Despite some early doubts concerning his loyalties, Zwierkowski soon gained the confidence of the organization's leadership and received assignment as a field agent in the growing network of Czartoryski's diplomatic activities. Late in 1841, Zwierkowski established a permanent agency in Belgrade, subordinate to the Constantinople agency headed by Michal Czajkowski. In the guise of a French teacher under the pseudonym Lenoir, Zwierkowski's chief mission was to influence the Serbian government along the lines of Czartoryski's diplomacy: cooperation with the Ottoman government for the time being, while developing inner resources for future independence. While in Belgrade Lenoir witnessed the Serbian uprising of 1842 which established a new government and a new ruler, Alexander Karageorgevic. Despite his success in laying the foundation which strengthened the Hôtel Lambert's influence in Serbia prior to 1848, political problems and a growing personal fear for his position soon rendered Lenoir ineffective there. In 1843 Czartoryski replaced Lenoir with Frantisek Zach. Lenoir then undertook brief missions to Bosnia, establishing contact with the Bosnian Fransican order, and then to Circassia, where he was met with suspicion and suffered a life-threatening wound. He returned to Constantinople in 1846.
After the outbreak of the Vienna revolution, Zach's resignation as agent led Czartoryski to name Lenoir as his replacement to Belgrade, where he arrived in July. Although he remained as agent in the Balkans until 1850, Lenoir's second sojourn in Serbia was no more successful than his first. Work and events soon overwhelmed him and the entire organization. Lenoir's role included the charge to try to keep Serbia in adherance to Hôtel Lambert's policies of working with the Ottoman government while simultaneously cooperationg with the south Slavs under Austrian control, looking toward future unification under the Habsburgs. The unsettled political conditions, the growth of nationalism and political rivalries rendered such schemes impractical. As events moved forward elsewhere, Lenoir found himself attempting to implement compromises between the south Slavs, Hungarians and Italians against the Habsburgs; encouraging the establishment of a Hôtel Lambert agency in Budapest to forestall a Hungarian alliance with the Polish left-wing; advocating some sort of federation for the Hungarian crown lands; as well as seeking closer cooperation between the Croats and Serbs. Although some of these ideas at first seemed promising, they were, in fact, born of desperation, trying to retain some control and influence in a chaotic situation. With the loss of French support for the Hôtel Lambert's Balkan policies by 1849, Czartoryski's influence soon waned. Russian pressure forced Lenoir to leave the area in 1850.

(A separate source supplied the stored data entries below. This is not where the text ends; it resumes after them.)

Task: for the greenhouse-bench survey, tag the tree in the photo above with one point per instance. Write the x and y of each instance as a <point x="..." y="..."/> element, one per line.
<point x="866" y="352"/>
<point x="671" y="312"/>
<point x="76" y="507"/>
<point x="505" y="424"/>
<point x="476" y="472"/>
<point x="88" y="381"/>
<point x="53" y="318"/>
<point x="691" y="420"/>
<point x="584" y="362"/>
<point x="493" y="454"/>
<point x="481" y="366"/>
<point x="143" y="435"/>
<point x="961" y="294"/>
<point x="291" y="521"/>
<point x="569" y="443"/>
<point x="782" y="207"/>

Zwierkowski-Lenoir then returned to Paris, serving as Czartoryski's secretary, where he would use his intimate knowledge of south Slav affairs to good effect. After the outbreak of the Crimean War Zwierkowski again travelled east as a Hôtel Lambert agent. His activities included attempts to effect a compromise with Polish democratic elements active in the Ottoman Empire which were seeking western support for Polish independence. He achieved some success in helping to wrest Ottoman recognition of Circassian independence. After his return to Paris Zwierkowski took up the study of Sanskrit, later retiring to Geneva where he died.
Berry, Robert A. "Czartoryski and the Balkan Policies of the Hotel Lambert, 1832-1847." Ph.D. dissertation. Indiana, 1974.
Hahn, Hans Henning Aussenpolitik in der Emigration; Die Exildiplomatie Adam Jerzy Czartoryskis 1830-1840 Munich: R. Oldenbourg, 1978.
Handelsman, Marceli Adam Czartoryski 3 vols. Warsaw: Towarzystwo Naukowe Warszawskie, 1948-1950.
Kukiel, Marian Czartoryski and European Unity 1770-1861 Princeton: Princeton University Press, 1955.
Skowronek, Jerzy Polityka Balkanska Hotelu Lambert (1833-1856) Warsaw: Warsaw University Press, 1976.